2014年の経済展望

 三菱UFJリサーチ&コンサルティングのエライさんの講演会。2014 年の日本経済がどうなるか示してくれるらしいのでありがたく拝聴してきた(無料)。

 マネーサプライを増やしてもGDP増大に繋がらないという式は納得できた。リチャード・クーのレポートとも通ずる考え方だと感じた。しかし、リチャード・クーのそれがバブル崩壊後の BS 毀損が原因とし説得力のある論を展開しているのに比較して、深みがなかった。

 税率をあげれば税収が増えて全てがうまく行くという説にも違和感があった。橋本内閣が5%に消費税率を上げた時に税収が大幅に減って財政赤字が増え、不況からの回復を遅らせたことを忘れたのだろうか。消費税率が上がれば、家計の収入がその分増えない限り、購買力は下がる。これまで民間の売り上げになっていた分が税収になる。企業の売り上げは下がるのだ。企業の売り上げが下がるということは企業の収益が悪化する。賃金は引き下げられ失業率も上がる。この中で、どこの企業が給料を上げたり雇用を増やせるのだろう。ただでさえ過剰設備の負担に喘いでいるのに。

 後、リチャード・クーが繰り返し訴えている、緩和から引き締めにかかる際の手綱の締め方だ。国債の金利が上がらなかった理由として為替のリスクがあって海外の機関投資家が手を出しにくいといっていた。が、国内の資金需要が回復したときの回答にはならない。長期国債の金利が上がれば資金調達が困難になる。この辺りの話が全然出てこない。
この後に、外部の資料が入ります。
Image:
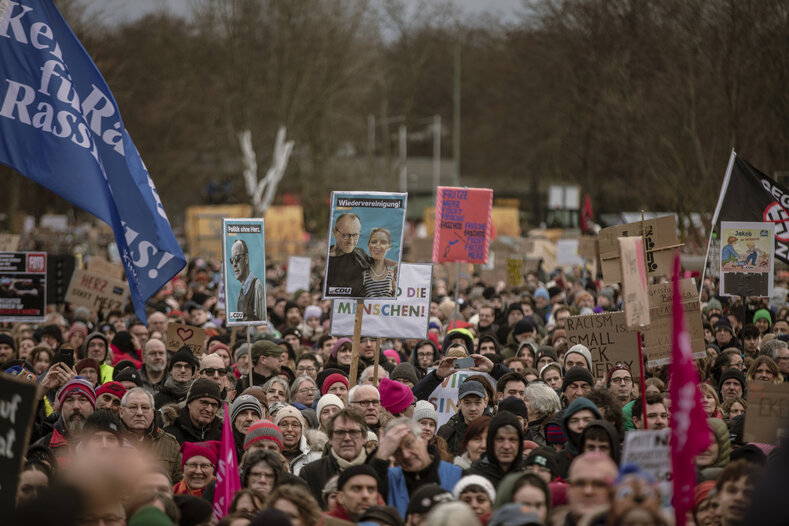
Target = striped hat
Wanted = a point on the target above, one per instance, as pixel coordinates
(77, 385)
(263, 430)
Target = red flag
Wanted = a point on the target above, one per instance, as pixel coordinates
(227, 479)
(687, 440)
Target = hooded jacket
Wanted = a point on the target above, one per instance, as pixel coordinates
(488, 466)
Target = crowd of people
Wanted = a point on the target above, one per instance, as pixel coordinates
(128, 432)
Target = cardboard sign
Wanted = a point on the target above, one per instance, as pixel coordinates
(607, 338)
(365, 245)
(445, 396)
(244, 247)
(514, 271)
(105, 268)
(463, 220)
(96, 291)
(657, 339)
(747, 259)
(18, 401)
(651, 451)
(298, 274)
(23, 286)
(767, 418)
(180, 335)
(660, 237)
(406, 317)
(634, 283)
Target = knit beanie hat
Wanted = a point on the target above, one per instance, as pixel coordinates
(77, 385)
(474, 480)
(395, 397)
(761, 314)
(242, 403)
(425, 409)
(327, 400)
(348, 473)
(289, 410)
(115, 388)
(332, 379)
(583, 351)
(337, 345)
(204, 388)
(406, 371)
(184, 354)
(263, 430)
(577, 374)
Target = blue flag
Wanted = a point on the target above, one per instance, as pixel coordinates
(60, 126)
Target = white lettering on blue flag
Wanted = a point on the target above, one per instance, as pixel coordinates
(61, 127)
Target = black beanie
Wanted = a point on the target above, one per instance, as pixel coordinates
(576, 374)
(362, 469)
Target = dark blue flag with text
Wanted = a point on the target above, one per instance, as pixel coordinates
(60, 126)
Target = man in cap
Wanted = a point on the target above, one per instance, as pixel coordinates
(182, 369)
(140, 429)
(75, 401)
(417, 463)
(197, 421)
(473, 401)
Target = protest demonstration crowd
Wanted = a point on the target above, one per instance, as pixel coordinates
(154, 388)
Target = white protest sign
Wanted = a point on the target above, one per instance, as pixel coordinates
(651, 451)
(445, 396)
(406, 317)
(298, 274)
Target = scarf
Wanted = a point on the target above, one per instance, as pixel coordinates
(344, 464)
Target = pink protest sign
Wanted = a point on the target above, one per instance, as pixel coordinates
(463, 224)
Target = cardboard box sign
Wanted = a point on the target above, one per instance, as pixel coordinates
(607, 338)
(96, 291)
(180, 335)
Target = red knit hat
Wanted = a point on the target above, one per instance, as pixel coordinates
(395, 396)
(333, 379)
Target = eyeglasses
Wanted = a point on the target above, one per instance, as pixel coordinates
(367, 403)
(350, 433)
(346, 237)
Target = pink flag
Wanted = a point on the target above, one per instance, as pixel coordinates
(687, 440)
(227, 479)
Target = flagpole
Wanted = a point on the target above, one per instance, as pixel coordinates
(726, 179)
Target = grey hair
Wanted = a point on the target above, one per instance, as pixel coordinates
(544, 400)
(135, 390)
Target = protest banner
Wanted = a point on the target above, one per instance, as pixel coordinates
(514, 271)
(180, 335)
(463, 224)
(657, 339)
(567, 252)
(650, 450)
(88, 158)
(747, 259)
(298, 274)
(445, 396)
(405, 317)
(607, 338)
(97, 292)
(767, 417)
(660, 239)
(365, 245)
(244, 250)
(634, 283)
(23, 286)
(18, 401)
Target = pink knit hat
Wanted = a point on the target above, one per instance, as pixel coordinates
(395, 397)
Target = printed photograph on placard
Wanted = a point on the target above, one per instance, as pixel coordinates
(244, 257)
(747, 258)
(365, 245)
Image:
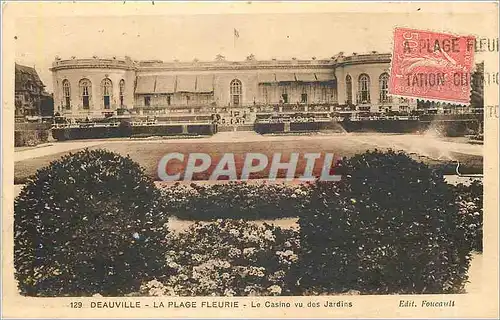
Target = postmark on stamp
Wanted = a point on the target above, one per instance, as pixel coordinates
(432, 66)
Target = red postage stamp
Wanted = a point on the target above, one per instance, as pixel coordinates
(431, 66)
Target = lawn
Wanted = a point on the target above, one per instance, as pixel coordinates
(148, 154)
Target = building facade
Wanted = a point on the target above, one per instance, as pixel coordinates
(30, 98)
(102, 87)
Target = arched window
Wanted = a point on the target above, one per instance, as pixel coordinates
(85, 92)
(122, 91)
(364, 88)
(348, 86)
(235, 92)
(67, 94)
(107, 90)
(384, 87)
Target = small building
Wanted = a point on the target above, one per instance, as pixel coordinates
(30, 94)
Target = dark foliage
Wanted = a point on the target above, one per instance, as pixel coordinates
(391, 225)
(470, 200)
(234, 200)
(91, 222)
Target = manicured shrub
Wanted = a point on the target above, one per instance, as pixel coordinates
(235, 200)
(89, 223)
(470, 200)
(228, 258)
(391, 225)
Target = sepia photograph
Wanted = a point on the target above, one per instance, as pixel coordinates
(334, 154)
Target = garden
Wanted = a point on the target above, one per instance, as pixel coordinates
(93, 222)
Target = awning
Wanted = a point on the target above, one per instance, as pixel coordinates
(145, 84)
(165, 84)
(186, 83)
(205, 83)
(285, 77)
(266, 77)
(325, 77)
(305, 77)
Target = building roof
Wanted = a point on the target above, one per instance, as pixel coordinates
(25, 74)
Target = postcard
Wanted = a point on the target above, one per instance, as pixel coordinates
(250, 160)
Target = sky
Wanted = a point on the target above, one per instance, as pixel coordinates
(165, 36)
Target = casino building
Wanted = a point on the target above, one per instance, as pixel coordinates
(96, 87)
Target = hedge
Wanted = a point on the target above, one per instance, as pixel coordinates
(91, 222)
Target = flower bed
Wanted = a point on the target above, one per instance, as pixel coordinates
(228, 258)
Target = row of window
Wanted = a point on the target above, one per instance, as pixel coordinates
(86, 91)
(364, 88)
(235, 90)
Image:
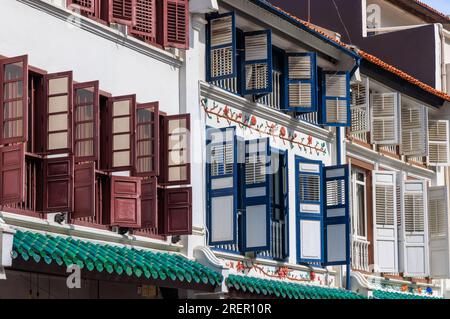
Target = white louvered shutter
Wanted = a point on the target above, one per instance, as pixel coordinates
(385, 118)
(385, 221)
(438, 140)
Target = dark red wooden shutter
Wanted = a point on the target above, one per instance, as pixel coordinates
(125, 205)
(177, 218)
(86, 121)
(122, 12)
(149, 206)
(146, 162)
(145, 27)
(58, 184)
(14, 100)
(84, 190)
(176, 23)
(58, 117)
(12, 174)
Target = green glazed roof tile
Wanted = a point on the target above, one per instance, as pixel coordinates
(122, 260)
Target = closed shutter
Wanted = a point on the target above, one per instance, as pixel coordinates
(385, 118)
(337, 215)
(84, 191)
(438, 139)
(176, 23)
(438, 232)
(257, 194)
(309, 213)
(336, 98)
(14, 100)
(58, 184)
(385, 221)
(125, 204)
(258, 62)
(301, 82)
(414, 130)
(222, 186)
(86, 121)
(12, 174)
(58, 118)
(359, 107)
(221, 47)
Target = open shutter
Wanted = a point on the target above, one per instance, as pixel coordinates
(12, 174)
(176, 150)
(84, 191)
(221, 47)
(14, 100)
(385, 118)
(176, 23)
(337, 215)
(438, 232)
(258, 62)
(438, 140)
(125, 205)
(413, 234)
(222, 186)
(58, 184)
(359, 107)
(122, 110)
(385, 221)
(122, 12)
(414, 130)
(86, 121)
(177, 218)
(301, 79)
(309, 212)
(58, 118)
(257, 195)
(146, 161)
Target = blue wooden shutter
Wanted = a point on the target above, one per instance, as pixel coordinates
(257, 200)
(258, 62)
(336, 214)
(221, 47)
(336, 99)
(222, 185)
(301, 81)
(309, 212)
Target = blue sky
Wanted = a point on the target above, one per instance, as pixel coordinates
(441, 5)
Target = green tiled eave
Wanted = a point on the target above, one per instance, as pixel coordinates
(110, 259)
(285, 290)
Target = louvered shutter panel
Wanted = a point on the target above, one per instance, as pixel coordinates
(176, 23)
(337, 214)
(222, 185)
(385, 221)
(257, 199)
(221, 47)
(336, 98)
(84, 190)
(177, 218)
(301, 79)
(438, 143)
(359, 107)
(438, 229)
(125, 204)
(58, 184)
(413, 230)
(385, 118)
(86, 121)
(309, 213)
(122, 12)
(414, 130)
(258, 62)
(12, 174)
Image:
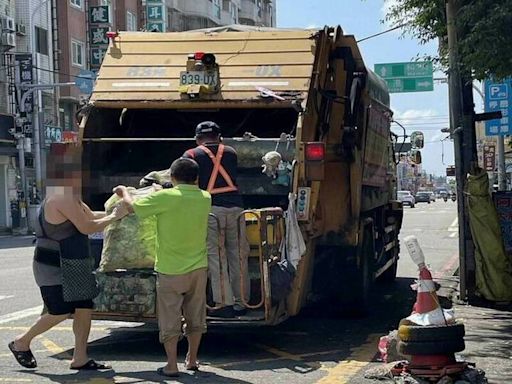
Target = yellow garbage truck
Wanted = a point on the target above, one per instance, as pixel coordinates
(302, 104)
 あと、「この危機を脱するためには売り上げを伸ばすことだ」というのは、負けている試合で「ホームランを打てば勝てる」というのに等しい。銀行にそんなことを言われなくても日々考えている。そんなことができるのならとっくにやってる。銀行屋にはそうはみえないかしれないが。

 さらに、労働者の所得が減っていることについて、平均が下がったのは給与水準が下がったのではなく、派遣労働者の比率が増えたことと言っていた。これは一面では正解だろう。しかし、リストラや派遣労働者活用とかいって実質賃金の切り下げを行っている企業を礼賛した銀行屋やマスコミには責任はないのか。リストラした企業の株価を上げるような市場には責任はないのか(もちろん、市場は平等に開かれて入るが、実際のプレーヤは金融屋ばかりだろう。そいつらに資金供給しているのは銀行屋で先棒を担いでいるのがマスコミだ)。

 因みに、銀行屋はサラ金もやっていて、サラ金に借金が流れるように(そっちのほうが金利が高いからね)本業では貸さないのだろう。バブルの原因を作った世代の銀行屋のお花畑談義は、就業時間でなければ、時間の無駄以外の何物でもなかった。